Morrigan nodded. "Twas well done," before she returned to her corner of the camp.

The others left without comment, giving Dal time to heal the wounds he had taken and wring the worst of the blood out of his robe. While he worked, Zevran walked through the bloodied scene, checking bits of corpses for valuables. He looked admiringly at the carnage before turning to Dal with a gleaming smile. "All these months we have traveled together, and I never knew you were an artist."


	109. Us and Them

"They might look like everyone else," the templar trainer told his cadre of fresh recruits, "but they are not."

He paced in front of the line of fresh-faced young men and women and paused to fix each with a steely stare in turn. "They may look like your best friend, your first kiss…"

He paused in front of a black-haired youth who met his eyes with a challenging glare. "Your sister. But they aren't like us."

He waited until the recruit narrowed his eyes at the pointed reference before moving on. "When it comes down to it, always remember, there's us, and there's them."

He stopped at the sound of a muffled snort and turned back to the youth –the Hawke –and said, "The difference is, we've got the Maker on our side. What have they got?"

Only once Carver Hawke dropped his eyes to the ground did he move on again, leading his recruits in what would be only the first of hundreds, even thousands, of recitations of the Chant of Light. His work would be done when his recruits thought of the Chant before they thought for themselves.

Individuality was for dead men.


	110. Ground Rules

"One, don't call me baby, darling, or sweetheart. I'm a grown woman and I can kick your ass."

Anders raised an eyebrow. He happened to like endearments, but Poppy Hawke most assuredly _could_kick his ass.

"Two, I don't cook. You should have figured that out by now, but since you're moving in, I'm just saying that if you want dinner, you'd better get down to the market and do some shopping. You can _ask_Bodahn or Orana to help you, but don't just expect it."

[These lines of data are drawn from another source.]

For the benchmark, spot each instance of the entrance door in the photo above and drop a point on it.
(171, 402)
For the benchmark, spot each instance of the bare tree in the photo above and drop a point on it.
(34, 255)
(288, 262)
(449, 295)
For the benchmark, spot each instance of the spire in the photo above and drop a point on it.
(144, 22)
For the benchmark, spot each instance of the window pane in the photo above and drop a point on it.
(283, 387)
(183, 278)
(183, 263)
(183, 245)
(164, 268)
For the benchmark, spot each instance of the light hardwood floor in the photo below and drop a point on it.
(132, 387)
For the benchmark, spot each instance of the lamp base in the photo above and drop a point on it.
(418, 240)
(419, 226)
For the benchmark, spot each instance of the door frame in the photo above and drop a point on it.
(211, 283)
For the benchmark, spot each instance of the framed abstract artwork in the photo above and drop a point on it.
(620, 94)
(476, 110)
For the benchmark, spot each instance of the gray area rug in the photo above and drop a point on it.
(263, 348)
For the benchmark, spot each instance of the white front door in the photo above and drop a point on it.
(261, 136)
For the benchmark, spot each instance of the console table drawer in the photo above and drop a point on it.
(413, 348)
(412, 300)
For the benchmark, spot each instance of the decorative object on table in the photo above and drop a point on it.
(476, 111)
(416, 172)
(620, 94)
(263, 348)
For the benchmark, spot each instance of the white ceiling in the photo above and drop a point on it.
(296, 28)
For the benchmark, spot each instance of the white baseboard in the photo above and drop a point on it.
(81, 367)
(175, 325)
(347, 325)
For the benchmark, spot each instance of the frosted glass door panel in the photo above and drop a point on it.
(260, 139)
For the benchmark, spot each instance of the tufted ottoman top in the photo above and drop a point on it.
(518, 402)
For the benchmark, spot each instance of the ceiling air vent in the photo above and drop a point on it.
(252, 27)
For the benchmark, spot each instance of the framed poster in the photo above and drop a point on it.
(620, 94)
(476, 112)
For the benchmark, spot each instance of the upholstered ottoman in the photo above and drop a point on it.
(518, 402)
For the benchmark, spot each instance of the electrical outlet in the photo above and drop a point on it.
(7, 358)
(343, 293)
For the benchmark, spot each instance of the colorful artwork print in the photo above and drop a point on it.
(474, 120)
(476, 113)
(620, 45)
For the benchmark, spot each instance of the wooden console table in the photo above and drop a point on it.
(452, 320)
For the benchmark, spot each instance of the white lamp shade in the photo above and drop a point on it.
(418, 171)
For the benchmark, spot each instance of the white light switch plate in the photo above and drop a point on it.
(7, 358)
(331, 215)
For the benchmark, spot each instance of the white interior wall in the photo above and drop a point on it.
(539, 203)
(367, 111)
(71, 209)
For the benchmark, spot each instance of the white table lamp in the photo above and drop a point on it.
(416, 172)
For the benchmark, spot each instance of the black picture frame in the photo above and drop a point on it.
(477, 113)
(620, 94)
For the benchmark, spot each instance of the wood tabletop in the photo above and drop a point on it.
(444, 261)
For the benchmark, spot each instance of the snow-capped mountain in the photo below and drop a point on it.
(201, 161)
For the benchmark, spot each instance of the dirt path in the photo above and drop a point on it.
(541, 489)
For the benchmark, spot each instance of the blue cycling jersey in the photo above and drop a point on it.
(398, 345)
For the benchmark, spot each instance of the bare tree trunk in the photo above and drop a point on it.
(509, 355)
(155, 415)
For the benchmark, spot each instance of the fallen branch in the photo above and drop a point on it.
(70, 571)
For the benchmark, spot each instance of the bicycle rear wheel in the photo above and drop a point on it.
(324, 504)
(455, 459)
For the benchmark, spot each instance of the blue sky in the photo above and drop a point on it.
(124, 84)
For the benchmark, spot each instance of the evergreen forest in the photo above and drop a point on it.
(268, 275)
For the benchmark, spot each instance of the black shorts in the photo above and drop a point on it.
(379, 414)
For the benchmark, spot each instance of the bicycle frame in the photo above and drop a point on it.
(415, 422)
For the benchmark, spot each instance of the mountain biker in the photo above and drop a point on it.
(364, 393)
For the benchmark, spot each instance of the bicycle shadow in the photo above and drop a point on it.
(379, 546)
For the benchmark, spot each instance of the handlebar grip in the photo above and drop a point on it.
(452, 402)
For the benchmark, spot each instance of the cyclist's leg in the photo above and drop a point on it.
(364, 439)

Having heard stories from both Leandra and Bethany, Anders nodded in immediate agreement. Justice begrudged him many pleasures, but even Justice could understand that food poisoning from Poppy's cooking would be counterproductive.

"Three, do _not_give Sandal cardamom. I know you're wondering why. The answer is you don't want to know."

Oh yes he did. How could anyone let "you don't want to know" be the last word on something like that?

"Four, everyone takes a turn walking Wossit. I know you don't like dogs, but he's more than a dog, he's my baby, and you _want_him to like you."

Wanting Wossit to like him was debatable, but Anders definitely did not want the mabari to _dislike_him. He nodded again and crossed his fingers that Poppy was nearly out of rules.

"Five, I love you." Finally her hard stance softened and her stern expression cracked into a smile. "And I love when you call me Sweetheart, Bodahn is a smashing cook, and Wossit adores you."

She lightly punched him in the bicep. "But don't give Sandal cardamom. Trust me."


	111. Think of Me

Found in the private chambers of Messere Garrett Hawke as part of the Chantry investigation:

_My dearest heart,_

_You don't know how many sheets of parchment I went through for this. I tried to say I'm sorry, but it comes with too much equivocation. I tried to explain, but I think that when the time comes, my explanation will be eloquent enough without words._

[I know that you'll hate me. (scribbled out)]

[I know you can't forgive me. (scribbled out)]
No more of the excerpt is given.